On ne peut parler d’innovation sans comprendre qu’elle est dangereuse, par nature.

  • Comme le montre l’exemple des supbrimes ci-dessous, une majorité « d’innovations » sont des attrape-nigauds. C’est la problématique de l’hypocrisie : devins romains, médecins de Molière, financiers américains qui font croire qu’ils n’ont plus d’actifs risqués, entrepreneurs de la Bulle Internet qui annonçaient la transformation du monde.
  • Même lorsqu’elle est une réelle avancée, l’innovation est redoutable :
  • L’innovation détruit le tissu social pour pouvoir le reconstruire à sa norme (c’est le phénomène de « destruction créatrice »). C’est ainsi que l’éclairage électrique a balayé l’industrie de l’éclairage au gaz, que la presse traditionnelle est secouée par la montée d’Internet, que Google menace Microsoft…
  • L’innovation demande une mise au point, qui n’est pas sans dangers. Un des premiers usages commerciaux de produits radioactifs fût une tentative de traitement de l’impuissance. La première centrale nucléaire civile (Windscale en Angleterre) a connu un accident majeur dont on a peu parlé, mais qui n’a dû qu’à un hasard de ne pas être aussi dévastateur que Tchernobyl. Nous ne savons toujours pas traiter les déchets nucléaires…
  • On perd des plumes à apprivoiser l’innovation la mieux au point. Robert Solow, prix Nobel d’économie, disait que les ordinateurs étaient partout sauf dans ses chiffres : ils ne contribuaient pas aux gains de productivité de l’entreprise. En d’autres termes, ils ne constituent pas un bon investissement. Ce qui ne signifie pas que l’ordinateur soit mauvais en soi, mais que l’entreprise ne sait pas l’utiliser correctement.

On ne peut pas parler d’innovation sans comprendre, aussi, que l’entreprise lui est congénitalement impropre:

  • Elle est là pour produire. C’est-à-dire pour faire toujours la même chose. Or, l’innovation est imprévisible, non maîtrisable… Introduisez une innovation mal dégrossie dans votre usine, désastre. Vous ne pouvez plus tenir vos engagements, vous perdez votre réputation, le marché ne veut plus de vous.

Comment combiner la nécessaire répétitivité des processus de l’entreprise et le caractère échevelé de l’innovation ? Question ardue.

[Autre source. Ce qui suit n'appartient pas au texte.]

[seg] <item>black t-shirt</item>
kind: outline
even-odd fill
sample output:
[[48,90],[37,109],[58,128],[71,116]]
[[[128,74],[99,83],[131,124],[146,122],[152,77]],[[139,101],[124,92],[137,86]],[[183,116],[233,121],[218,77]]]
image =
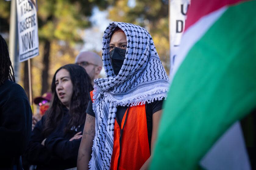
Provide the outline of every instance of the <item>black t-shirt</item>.
[[[95,114],[92,108],[92,101],[89,95],[90,101],[86,110],[86,113],[91,116],[95,117]],[[145,105],[146,108],[146,115],[147,118],[147,124],[148,130],[148,142],[150,149],[151,143],[151,137],[152,135],[152,127],[153,124],[153,114],[162,109],[163,100],[161,100],[155,101],[150,103],[146,103]],[[128,108],[128,106],[119,106],[117,107],[116,118],[119,126],[121,125],[123,117],[125,112]]]
[[9,80],[0,85],[0,169],[12,169],[31,135],[32,111],[24,90]]

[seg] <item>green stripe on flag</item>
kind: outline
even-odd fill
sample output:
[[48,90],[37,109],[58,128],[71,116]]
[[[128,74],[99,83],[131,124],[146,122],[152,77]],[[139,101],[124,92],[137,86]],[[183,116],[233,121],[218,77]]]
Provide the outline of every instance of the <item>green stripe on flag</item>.
[[189,52],[164,104],[151,169],[196,168],[256,107],[255,6],[229,7]]

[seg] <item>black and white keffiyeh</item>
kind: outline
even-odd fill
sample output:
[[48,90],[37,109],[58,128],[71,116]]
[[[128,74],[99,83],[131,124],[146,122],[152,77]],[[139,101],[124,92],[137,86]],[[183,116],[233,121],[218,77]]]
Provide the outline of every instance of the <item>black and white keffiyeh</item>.
[[[126,35],[125,59],[118,75],[109,57],[110,36],[116,26]],[[113,151],[114,126],[118,106],[133,106],[166,97],[169,80],[154,45],[145,29],[131,24],[112,22],[102,37],[103,65],[107,77],[94,80],[93,109],[95,134],[90,169],[109,169]]]

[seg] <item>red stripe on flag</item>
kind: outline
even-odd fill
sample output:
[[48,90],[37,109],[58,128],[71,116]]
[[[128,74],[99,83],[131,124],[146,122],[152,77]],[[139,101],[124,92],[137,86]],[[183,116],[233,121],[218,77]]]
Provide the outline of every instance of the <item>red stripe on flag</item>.
[[185,31],[204,15],[226,5],[248,0],[191,0],[186,21]]

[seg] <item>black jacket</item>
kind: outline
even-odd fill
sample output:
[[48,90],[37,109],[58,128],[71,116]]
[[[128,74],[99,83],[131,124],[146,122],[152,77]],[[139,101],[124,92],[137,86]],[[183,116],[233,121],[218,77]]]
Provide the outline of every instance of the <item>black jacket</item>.
[[[76,166],[81,139],[72,141],[69,140],[78,132],[83,132],[84,124],[77,128],[76,131],[74,130],[65,134],[64,129],[70,116],[67,109],[64,110],[60,124],[48,136],[45,137],[42,134],[45,116],[37,122],[32,131],[25,156],[30,163],[37,165],[37,169],[66,169]],[[45,138],[44,146],[41,143]]]
[[0,169],[12,169],[31,134],[32,112],[20,86],[7,80],[0,85]]

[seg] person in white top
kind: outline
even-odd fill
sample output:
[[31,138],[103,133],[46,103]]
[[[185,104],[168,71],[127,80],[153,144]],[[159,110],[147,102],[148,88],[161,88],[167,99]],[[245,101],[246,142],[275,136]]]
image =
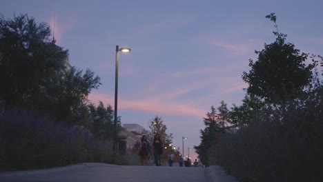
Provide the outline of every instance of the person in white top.
[[168,154],[168,165],[173,166],[173,163],[174,163],[174,154],[173,151],[170,152],[170,154]]

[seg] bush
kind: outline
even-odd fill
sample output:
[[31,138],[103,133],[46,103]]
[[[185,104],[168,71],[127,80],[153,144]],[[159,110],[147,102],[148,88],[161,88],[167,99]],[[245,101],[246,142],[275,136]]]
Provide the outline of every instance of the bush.
[[226,134],[211,163],[241,181],[323,181],[323,94],[268,105],[248,126]]
[[55,123],[36,112],[8,109],[0,116],[0,170],[113,162],[110,142],[77,126]]

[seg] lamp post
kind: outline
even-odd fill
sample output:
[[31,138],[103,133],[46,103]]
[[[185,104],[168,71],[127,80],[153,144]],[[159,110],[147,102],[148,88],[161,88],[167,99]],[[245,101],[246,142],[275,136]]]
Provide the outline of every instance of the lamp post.
[[183,146],[182,146],[182,147],[183,147],[183,148],[182,148],[182,149],[183,149],[183,150],[183,150],[183,154],[183,154],[183,159],[184,159],[184,139],[188,139],[187,137],[185,137],[185,136],[183,136],[183,137],[182,137],[182,139],[183,139]]
[[190,150],[192,150],[192,148],[188,148],[187,149],[188,153],[188,159],[190,159]]
[[115,123],[114,123],[114,150],[117,152],[119,149],[118,144],[118,131],[117,130],[117,123],[118,121],[118,67],[119,67],[119,51],[123,52],[129,52],[131,49],[128,48],[119,48],[119,46],[115,46]]

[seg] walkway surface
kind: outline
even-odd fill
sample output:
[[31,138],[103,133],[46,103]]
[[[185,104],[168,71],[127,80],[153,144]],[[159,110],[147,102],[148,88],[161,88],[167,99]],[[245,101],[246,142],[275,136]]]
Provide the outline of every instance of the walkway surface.
[[233,182],[219,166],[179,168],[86,163],[47,170],[0,172],[0,181]]

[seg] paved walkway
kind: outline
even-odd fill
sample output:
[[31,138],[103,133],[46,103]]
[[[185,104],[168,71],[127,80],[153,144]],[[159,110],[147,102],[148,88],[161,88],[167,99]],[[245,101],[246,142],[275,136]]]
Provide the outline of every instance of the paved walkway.
[[233,182],[219,166],[179,168],[81,163],[48,170],[0,172],[0,181]]

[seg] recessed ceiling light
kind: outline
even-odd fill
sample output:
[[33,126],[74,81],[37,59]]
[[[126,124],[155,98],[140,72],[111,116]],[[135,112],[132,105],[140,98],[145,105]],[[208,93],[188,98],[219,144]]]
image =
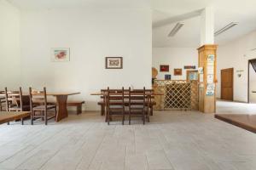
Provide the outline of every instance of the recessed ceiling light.
[[214,36],[218,36],[219,34],[222,34],[223,32],[226,31],[227,30],[230,30],[233,26],[236,26],[236,25],[238,25],[238,22],[231,22],[230,24],[228,24],[227,26],[225,26],[222,29],[217,31],[214,33]]
[[183,27],[184,23],[183,22],[178,22],[177,25],[174,26],[174,28],[171,31],[171,32],[168,34],[168,37],[174,37],[177,32]]

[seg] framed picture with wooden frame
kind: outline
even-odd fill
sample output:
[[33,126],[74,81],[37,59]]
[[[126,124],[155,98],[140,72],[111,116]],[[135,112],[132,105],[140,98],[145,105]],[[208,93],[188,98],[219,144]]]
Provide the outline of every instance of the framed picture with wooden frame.
[[160,72],[169,72],[169,65],[160,65]]
[[183,69],[174,69],[174,76],[182,76]]
[[106,69],[123,69],[123,57],[106,57]]

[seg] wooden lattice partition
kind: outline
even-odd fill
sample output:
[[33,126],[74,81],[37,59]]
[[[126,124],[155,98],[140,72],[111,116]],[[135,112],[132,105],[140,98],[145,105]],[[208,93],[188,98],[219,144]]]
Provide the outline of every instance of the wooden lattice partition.
[[197,81],[155,80],[154,89],[163,94],[155,96],[155,110],[198,110]]

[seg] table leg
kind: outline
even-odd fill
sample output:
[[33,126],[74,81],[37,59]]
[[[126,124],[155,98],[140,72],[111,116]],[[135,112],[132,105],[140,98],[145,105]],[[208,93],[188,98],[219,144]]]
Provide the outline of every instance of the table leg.
[[57,95],[56,101],[58,105],[56,122],[61,121],[68,116],[67,109],[67,95]]

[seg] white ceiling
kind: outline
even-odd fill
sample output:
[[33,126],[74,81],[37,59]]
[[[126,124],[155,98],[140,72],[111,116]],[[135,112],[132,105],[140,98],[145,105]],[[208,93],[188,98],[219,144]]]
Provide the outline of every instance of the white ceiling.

Mon idée? Utiliser pour l’entreprise ce qui marche ailleurs, et le généraliser : fournir à l’innovation des espaces isolés, d’apprentissage. Ce sont les laboratoires ou « Instituts Pasteur ». Une fois l’innovation maîtrisée elle peut être transmise aux processus de l’entreprise.
Mission d’un Institut Pasteur ?

  1. Être en veille permanente vis-à-vis de ce qui est nouveau. La nouveauté n’est pas que technologique : la comptabilité, par exemple, est aussi source d’innovations, comme le montre l’histoire récente des USA. Probablement, il faut traiter tout ce qui vient des USA comme une innovation.
  2. Se demander si c’est une vraie ou une fausse innovation.
  3. Évaluer son impact (direct et indirect) sur le métier de l’entreprise, et la stratégie appropriée. Les techniques utiles à l’exercice sont celles de stratégie en environnement incertain. Elles seront examinées dans une prochaine note.
  4. En déduire comment faire évoluer les procédures de l’entreprise.